The best word I can use to describe, Magpie Murders, is "clever."  "Clever" popped into my head, thirty pages into it, and it remains there as an apt descriptor now that I have finished.

Yesterday, when done, I thought that while it is certainly clever I am not sure I can recommend spending 470 odd pages with it, just to be impressed with the author's impressive ability to have thought this up.  Today, I am not so sure. I find myself thinking about how he put it all together and some parts that I did not get until this morning.  There are a number of instances in the novel when a sleuth realizes that a key to solving the mystery lies in an anagram.  So, this morning I took the name of the main character, Susan Ryeland, and tried (and am trying) to sleuth out what that anagram might be.  (I will succumb after I finish writing this review and check Amazon to see if someone smarter than me got it, if indeed the name is a revealing puzzle of sorts).

In short, hats off to Anthony Horowitz-the author- for putting this together, but readers of this blog might get enough out of the following to decide not to read it.  I will not give essential parts away.

A non revealing synopsis:

A fiction editor of a publishing company sits down to read a whodunit which is the most recent one of a series.  This series about sleuth Atticus Pund has been the key breadwinner for the editor's publishing company.  So, four pages into the book, the editor (and we readers) begin Magpie Murders which is both the title of the most recent fiction featuring Atticus Pund detective, and the title of Horowitz's book.

It's classic British whodunit.  There's a funeral, all the potential suspects are introduced, someone seeks out Atticus Pund for his wisdom, Pund comes to town with his assistant, and works collaboratively with the local police.  Meanwhile 217 pages later the editor (and we readers) stop reading the detective story.  The editor has to solve a new (real life) mystery that is related to the novel's fiction.  She then becomes the sleuth for the real mystery and in several ways mirrors Pund, the fictional character, as she interviews all potential players in the real life mystery related to the fictional mystery set decades earlier.

Eventually, the fictional and real life mysteries are solved, in the way that fictional whodunits are solved.
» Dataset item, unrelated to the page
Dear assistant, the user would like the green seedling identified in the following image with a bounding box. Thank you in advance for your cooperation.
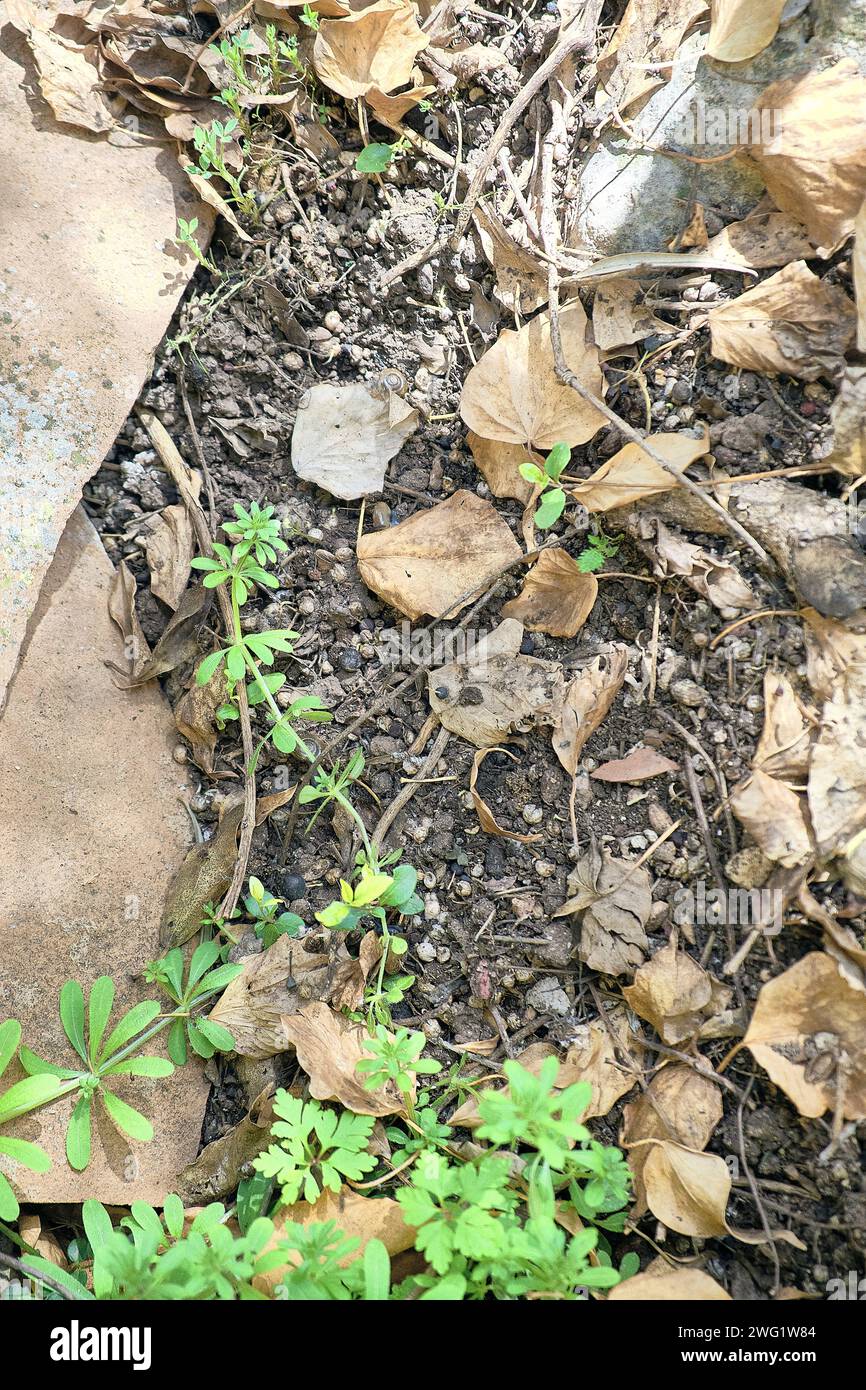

There is a scene at the end of both where the sleuths reveal who done it and how they come to know who has done it.  Life imitating art using art to demonstrate.

Sometimes I think I am very creative, but I don't think I could conceive of this intricate novel that contains another novel.  Horowitz even paginates the book separately from the Pund novel.  So you read four pages in the beginning and then start on page 1 of the Pund novel. Then 217 pages after that, you go back to page 5 of Horowitz's Magpie Murders that encompasses the fictional Magpie Murders, for 200 plus pages. Then the reader is taken back to page 218 of the fictional novel.   You can pick up this fat book and look at the last page and see it is numbered 236 which makes no sense given its heft.  But then you realize there is a 241 page novel inside.

What I liked second most (beyond just the idea) was the Pund novel. It was as good as the Agatha Christie type books I have read. Horowitz really imitates that style. And it is a good story in and of itself. (No, I did not figure out who done it).

If you like puzzles and like to read, you will probably enjoy Magpie Murders. However, I think the thing you will come away with more than anything else is an appreciation for the creativity of the author. And you will enjoy how sleuth Pund solves his case as well.  If, however, you want a straight forward short novel, with perhaps a message that will hang around in your head, I'd put this one on the back burner.